Chapter V. Unyamuezi
31st. - To-day, Jafu, who had lost many ivories at Khoko when Mohinna was attacked there, prepared 100 slaves, with Said bin Osman, Mohinna's brother, with a view to follow down Snay, and, combining forces, attack Hori Hori, hoping to recover their losses; for it appeared to them the time had now come when their only hope left in carrying their trade to a successful issue, lay in force of arms. They would therefore not rest satisfied until they had reduced Khoko and Usekhe both, by actual force, to acknowledge their superiority, "feeding on them" until the Ramazan, when they would return with all the merchants detained in Ugogo, and, again combining their forces, they would fall on Usui, to reduce that country also.
When these men had gone, a lunatic set the whole place in commotion. He was a slave of Musa's, who had wounded some men previously in his wild excesses, and had been tied up; but now, breaking loose again, he swore he would not be satisfied until he killed some "big man." His strength was so great no one could confine him, though they hunted him into a hut, where, having seized a gun and some arrows, he defied any one to put hands on him. Here, however, he was at last reduced to submission and a better state of his senses by starvation: for I must add, the African is much give to such mental fits of aberration at certain periods: these are generally harmless, but sometimes not; but they come and they go again without any visible cause.
1st. - Musa's men now started for Rungua, and promised to bring all the porters we wanted by the first day of the next moon. We found that this would be early enough, for all the members of the expedition, excepting myself, were suffering from the effects of the wilderness life - some with fever, some with scurvy, and some with ophthalmia - which made it desirable they should all have rest. Little now was done besides counting out my property, and making Sheikh Said, who became worse and worse, deliver his charge of Cafila Bashi over to Bombay for good.

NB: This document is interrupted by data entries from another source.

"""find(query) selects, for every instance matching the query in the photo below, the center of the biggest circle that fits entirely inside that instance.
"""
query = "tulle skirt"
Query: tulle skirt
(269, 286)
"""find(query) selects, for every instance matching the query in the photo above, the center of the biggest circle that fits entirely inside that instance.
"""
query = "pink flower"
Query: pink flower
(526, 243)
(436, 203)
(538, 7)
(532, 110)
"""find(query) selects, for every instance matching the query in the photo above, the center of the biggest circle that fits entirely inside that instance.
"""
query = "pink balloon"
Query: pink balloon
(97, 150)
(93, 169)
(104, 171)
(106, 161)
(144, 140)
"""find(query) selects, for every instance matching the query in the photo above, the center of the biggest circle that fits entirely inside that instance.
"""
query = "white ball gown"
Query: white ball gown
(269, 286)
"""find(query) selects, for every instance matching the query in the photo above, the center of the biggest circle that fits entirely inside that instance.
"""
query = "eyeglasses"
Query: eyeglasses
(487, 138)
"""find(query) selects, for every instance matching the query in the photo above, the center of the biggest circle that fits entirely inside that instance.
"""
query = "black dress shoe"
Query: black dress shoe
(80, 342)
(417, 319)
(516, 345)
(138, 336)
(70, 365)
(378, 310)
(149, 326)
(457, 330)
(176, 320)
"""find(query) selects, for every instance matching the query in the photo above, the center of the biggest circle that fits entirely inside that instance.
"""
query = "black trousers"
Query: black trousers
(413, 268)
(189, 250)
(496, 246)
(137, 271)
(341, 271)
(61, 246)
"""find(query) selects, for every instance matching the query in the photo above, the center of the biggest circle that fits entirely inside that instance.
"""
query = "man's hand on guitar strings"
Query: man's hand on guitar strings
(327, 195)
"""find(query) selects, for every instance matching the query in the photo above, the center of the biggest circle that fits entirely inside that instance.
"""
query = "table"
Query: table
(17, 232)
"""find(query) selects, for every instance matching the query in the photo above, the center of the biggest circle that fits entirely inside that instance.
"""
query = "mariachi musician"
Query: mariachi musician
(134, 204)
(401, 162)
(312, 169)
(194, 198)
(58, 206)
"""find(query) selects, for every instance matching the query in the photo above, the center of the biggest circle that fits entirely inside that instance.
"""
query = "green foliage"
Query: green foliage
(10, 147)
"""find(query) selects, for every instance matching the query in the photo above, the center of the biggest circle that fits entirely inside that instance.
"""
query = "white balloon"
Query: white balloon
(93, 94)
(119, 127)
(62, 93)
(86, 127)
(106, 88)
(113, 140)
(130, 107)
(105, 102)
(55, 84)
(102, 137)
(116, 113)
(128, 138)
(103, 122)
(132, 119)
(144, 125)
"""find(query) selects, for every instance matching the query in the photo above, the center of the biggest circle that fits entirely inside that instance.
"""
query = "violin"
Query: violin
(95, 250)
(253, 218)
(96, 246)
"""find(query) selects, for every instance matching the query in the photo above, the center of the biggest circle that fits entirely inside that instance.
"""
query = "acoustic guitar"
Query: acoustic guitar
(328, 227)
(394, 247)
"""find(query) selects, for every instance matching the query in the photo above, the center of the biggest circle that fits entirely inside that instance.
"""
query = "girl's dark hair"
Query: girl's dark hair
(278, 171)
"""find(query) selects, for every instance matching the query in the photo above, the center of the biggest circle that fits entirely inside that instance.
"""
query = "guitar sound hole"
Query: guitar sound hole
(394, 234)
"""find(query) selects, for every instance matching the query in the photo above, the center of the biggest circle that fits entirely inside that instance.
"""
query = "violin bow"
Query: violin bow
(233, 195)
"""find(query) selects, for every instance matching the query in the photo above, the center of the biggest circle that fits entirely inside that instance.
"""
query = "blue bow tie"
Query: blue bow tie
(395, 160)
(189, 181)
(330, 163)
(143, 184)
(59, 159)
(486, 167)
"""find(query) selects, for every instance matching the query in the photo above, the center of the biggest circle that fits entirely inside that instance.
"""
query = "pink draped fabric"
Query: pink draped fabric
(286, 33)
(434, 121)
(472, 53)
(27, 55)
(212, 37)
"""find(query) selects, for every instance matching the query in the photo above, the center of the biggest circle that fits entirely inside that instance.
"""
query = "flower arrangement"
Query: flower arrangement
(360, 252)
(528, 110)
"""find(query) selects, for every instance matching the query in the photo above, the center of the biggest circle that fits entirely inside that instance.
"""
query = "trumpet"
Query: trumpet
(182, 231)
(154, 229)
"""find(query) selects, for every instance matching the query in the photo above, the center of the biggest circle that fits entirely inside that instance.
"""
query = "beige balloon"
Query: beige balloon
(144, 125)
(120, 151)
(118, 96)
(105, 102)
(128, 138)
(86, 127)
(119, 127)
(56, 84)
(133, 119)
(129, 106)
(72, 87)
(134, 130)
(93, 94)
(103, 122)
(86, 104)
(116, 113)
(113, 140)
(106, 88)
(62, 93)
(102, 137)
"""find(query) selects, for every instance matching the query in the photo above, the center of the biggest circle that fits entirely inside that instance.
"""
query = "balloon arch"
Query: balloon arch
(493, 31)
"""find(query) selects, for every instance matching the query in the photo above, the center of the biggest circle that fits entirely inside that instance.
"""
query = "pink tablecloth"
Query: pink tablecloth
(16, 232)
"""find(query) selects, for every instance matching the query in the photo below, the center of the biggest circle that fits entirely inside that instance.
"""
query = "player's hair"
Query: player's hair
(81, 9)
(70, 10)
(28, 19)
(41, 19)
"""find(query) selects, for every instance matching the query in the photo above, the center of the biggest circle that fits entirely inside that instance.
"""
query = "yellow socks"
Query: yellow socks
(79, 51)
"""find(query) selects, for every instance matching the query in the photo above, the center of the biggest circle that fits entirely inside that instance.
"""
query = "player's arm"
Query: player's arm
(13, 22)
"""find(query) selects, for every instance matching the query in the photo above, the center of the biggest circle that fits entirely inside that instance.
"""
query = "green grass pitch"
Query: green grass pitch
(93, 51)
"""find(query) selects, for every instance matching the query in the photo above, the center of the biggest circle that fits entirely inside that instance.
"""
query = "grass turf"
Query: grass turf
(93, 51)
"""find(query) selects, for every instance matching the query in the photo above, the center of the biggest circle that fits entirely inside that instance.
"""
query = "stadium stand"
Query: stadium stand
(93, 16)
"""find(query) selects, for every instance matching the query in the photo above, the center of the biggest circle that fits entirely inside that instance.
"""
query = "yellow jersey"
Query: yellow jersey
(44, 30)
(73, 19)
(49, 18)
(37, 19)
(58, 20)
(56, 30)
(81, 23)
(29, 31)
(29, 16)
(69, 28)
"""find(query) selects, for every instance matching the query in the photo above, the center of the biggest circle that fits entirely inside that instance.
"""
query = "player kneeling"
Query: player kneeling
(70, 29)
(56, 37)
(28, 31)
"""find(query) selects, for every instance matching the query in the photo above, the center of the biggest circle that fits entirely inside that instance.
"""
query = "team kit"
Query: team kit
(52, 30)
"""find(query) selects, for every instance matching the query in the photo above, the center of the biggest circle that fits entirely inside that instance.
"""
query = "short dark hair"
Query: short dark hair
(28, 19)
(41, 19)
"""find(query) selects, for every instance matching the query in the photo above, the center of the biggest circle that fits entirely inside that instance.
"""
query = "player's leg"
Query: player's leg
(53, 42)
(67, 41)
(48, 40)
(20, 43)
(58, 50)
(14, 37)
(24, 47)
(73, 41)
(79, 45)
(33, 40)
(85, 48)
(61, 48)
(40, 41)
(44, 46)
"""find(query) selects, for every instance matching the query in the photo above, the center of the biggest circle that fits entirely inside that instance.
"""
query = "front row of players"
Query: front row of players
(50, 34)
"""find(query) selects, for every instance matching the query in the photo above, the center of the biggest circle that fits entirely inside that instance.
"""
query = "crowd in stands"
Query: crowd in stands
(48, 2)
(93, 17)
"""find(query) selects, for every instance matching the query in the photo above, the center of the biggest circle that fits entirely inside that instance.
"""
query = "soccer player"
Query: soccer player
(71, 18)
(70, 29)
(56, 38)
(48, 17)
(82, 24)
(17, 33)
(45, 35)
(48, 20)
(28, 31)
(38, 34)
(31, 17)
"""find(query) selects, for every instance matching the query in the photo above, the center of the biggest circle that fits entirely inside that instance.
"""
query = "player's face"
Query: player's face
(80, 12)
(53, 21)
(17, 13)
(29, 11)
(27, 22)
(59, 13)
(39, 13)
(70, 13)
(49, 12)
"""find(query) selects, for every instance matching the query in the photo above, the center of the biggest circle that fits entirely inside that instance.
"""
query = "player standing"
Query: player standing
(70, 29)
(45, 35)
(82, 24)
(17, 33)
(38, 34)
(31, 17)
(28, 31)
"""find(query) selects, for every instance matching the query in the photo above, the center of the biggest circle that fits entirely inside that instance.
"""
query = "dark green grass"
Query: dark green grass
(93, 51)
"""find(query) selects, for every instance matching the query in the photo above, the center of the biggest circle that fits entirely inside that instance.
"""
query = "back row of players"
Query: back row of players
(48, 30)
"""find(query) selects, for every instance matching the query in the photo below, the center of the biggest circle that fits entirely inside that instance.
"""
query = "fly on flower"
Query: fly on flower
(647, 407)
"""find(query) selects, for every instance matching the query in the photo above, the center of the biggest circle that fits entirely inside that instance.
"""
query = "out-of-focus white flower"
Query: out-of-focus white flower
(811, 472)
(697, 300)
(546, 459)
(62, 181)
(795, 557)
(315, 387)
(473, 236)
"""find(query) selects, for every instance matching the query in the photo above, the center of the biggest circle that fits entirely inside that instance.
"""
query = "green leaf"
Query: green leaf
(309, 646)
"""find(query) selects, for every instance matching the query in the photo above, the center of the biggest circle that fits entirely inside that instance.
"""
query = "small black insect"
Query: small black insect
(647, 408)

When it was found so much had been stolen, especially of the best articles, I was obliged to purchase many things from Musa, paying 400 per cent, which he said was their value here, over the market price of Zanzibar. I also got him to have all my coils of brass and copper wire made into bracelet, as is customary, to please the northern people.
7th. - To-day information was brought here that whilst Manua Sera was on his way from Ugogo to keep his appointment with me, Sheikh Snay's army came on him at Tura, where he was ensconced in a tembe. Hearing this, Snay, instead of attacking the village at once, commenced negotiations with the chief of the place by demanding him to set free his guest, otherwise they, the Arabs, would storm the tembe. The chief, unfortunately, did not comply at once, but begged grace for one night, saying that if Manua Sera was found there in the morning they might do as they liked. Of course Manua bolted; and the Arabs, seeing the Tura people all under arms ready to defend themselves the next morning, set at them in earnest, and shot, murdered, or plundered the whole of the district. Then, whilst Arabs were sending in their captures of women, children, and cattle, Manua Sera made off to a district called Dara, where he formed an alliance with its chief, Kifunja, and boasted he would attack Kaze as soon as the travelling season commenced, when the place would be weakened by the dispersion of the Arabs on their ivory excursions.
The startling news set the place in a blaze, and brought all the Arabs again to seek my advice for they condemned what Snay had done in not listening to me before, and wished to know if I could not now treat for them with Manua Sera, which they thought could be easily managed, as Manua Sera himself was not only the first to propose mediation, but was actually on his way here for the purpose when Snay opposed him. I said nothing could give me greater pleasure than mediating for them, to put a stop to these horrors, but it struck me the case had now gone too far. Snay, in opposition to my advice, was bent on fighting; he could not be recalled and unless all the Arabs were of one mind, I ran the risk of committing myself to a position I could not maintain. To this they replied that the majority were still at Kaze, all wishing for peace at any price, and that whatever terms I might wish to dictate they would agree to. Then I said, "What would you do with Mkisiwa? you have made him chief, and cannot throw him over." "Oh, that," they said, "can be easily managed; for formerly, when we confronted Manua Sera at Nguru, we offered to give him as much territory as his father governed, though not exactly in the same place; but he treated our message with disdain, not knowing then what a fix he was in. Now, however, as he has seen more, and wishes for peace himself, there can be no difficulty." I then ordered two of my men to go with two of Musa's to acquaint Manua Sera with what we were about, and to know his views on the subject; but these men returned to say Manua Sera could not be found, for he was driven from "pillar to post" by the different native chiefs, as, wherever he went, his army ate up their stores, and brought nothing but calamities with them. Thus died this second attempted treaty. Musa then told me it was well it turned out so; for Manua Sera would never believe the Arabs, as they had broken faith so often before, even after exchanging blood by cutting incision in one another's legs - the most sacred bond or oath the natives know of.